This week, we continued in our Eviction Notice series. We studied Galatians 3:1 and following. The background is that the new church mostly Jews and some Gentiles converted. After the church was established by Paul, the Judaizers would come in and tell them they needed to obey the law, including circumcision (yikes!). He calls the Gentiles foolish for going back to the law after receiving grace. Foolishness means you know the truth but don’t do it.
We also took a look at Luke 24:13, the story of the people on the road to Emmaus after Jesus has risen. Again, Jesus calls them foolish for not understanding who Jesus was and what He was supposed to do. Cleopas was the name of the only person of the two whose name was mentioned. His name meant “of a renowned father,” which means he himself was a person of influence from a renowned family.

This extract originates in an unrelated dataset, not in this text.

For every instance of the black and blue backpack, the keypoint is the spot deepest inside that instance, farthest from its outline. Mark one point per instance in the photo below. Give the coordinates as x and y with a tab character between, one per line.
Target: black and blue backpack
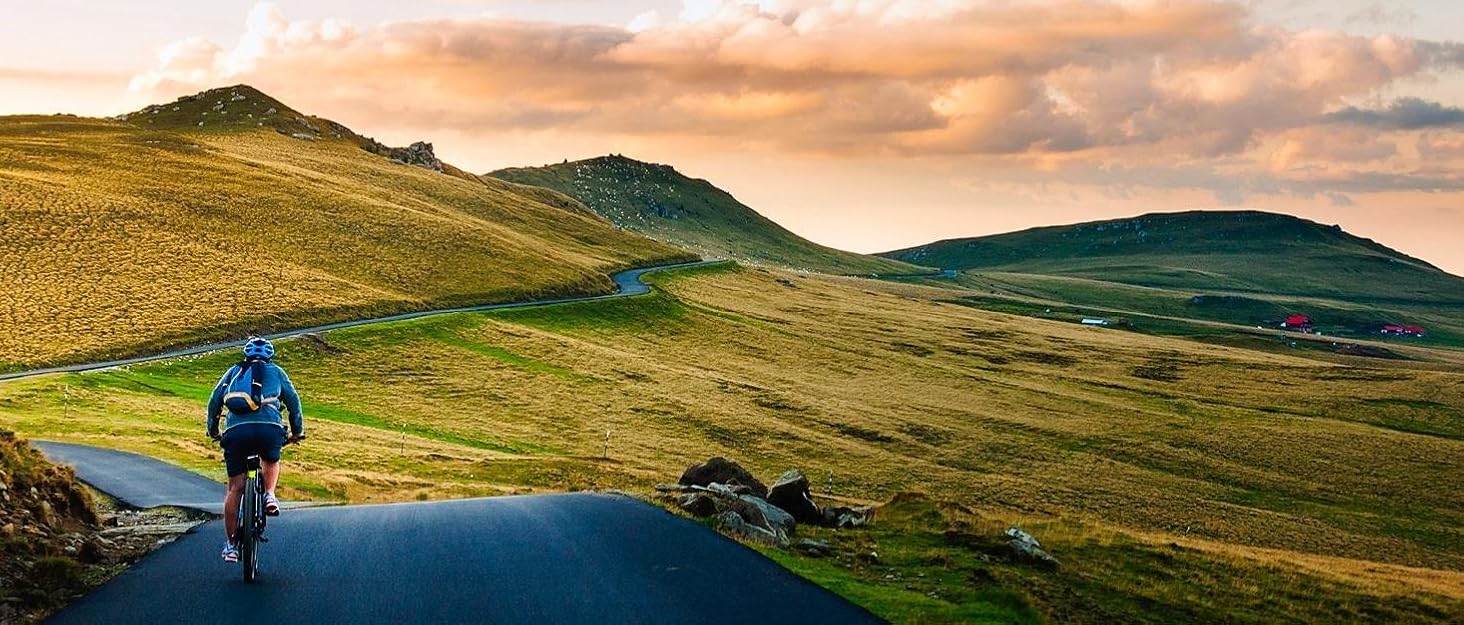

Back in Galatians 3:5, we see that we receive salvation by faith and grace. For some reason, it’s very easy once we become born again to be led to believe that everything from then on is based on our works. God is pleased with us because you are His child and have acknowledged it. He may not be pleased with everything we do, but He is always pleased with us (just as most parents are with their children). True, you can’t live in sin and be effectively used by God, but we receive the miracles and the Holy Spirit, which allow us to be effectively used by God, because of what Jesus did and not because of what we do or do not do. We don’t need to be perfect to be used by God. Then, when we understand that, we become more perfected as God’s grace teaches us and works within us.
In verse 6, it emphasizes that instead of the law written out to guide us, where then man has to interpret it, we have the Spirit in our hearts to guide us. Man couldn’t do it all and was under a curse because of it. Even now, if we rely on the law, we are under a curse. Jesus did what we could not. He fulfilled it, completed it, did the work we could not do, and extended to us what He inherited by doing so.
We then went to John 14:15 to explore the promise of the Spirit. The contingency was what Jesus commanded (love God, love others, love yourself), not obeying the law fully (that is important). He then promises the Spirit of truth. We can then hear what God has to say to us directly. The verses following flesh out the promise of the Spirit.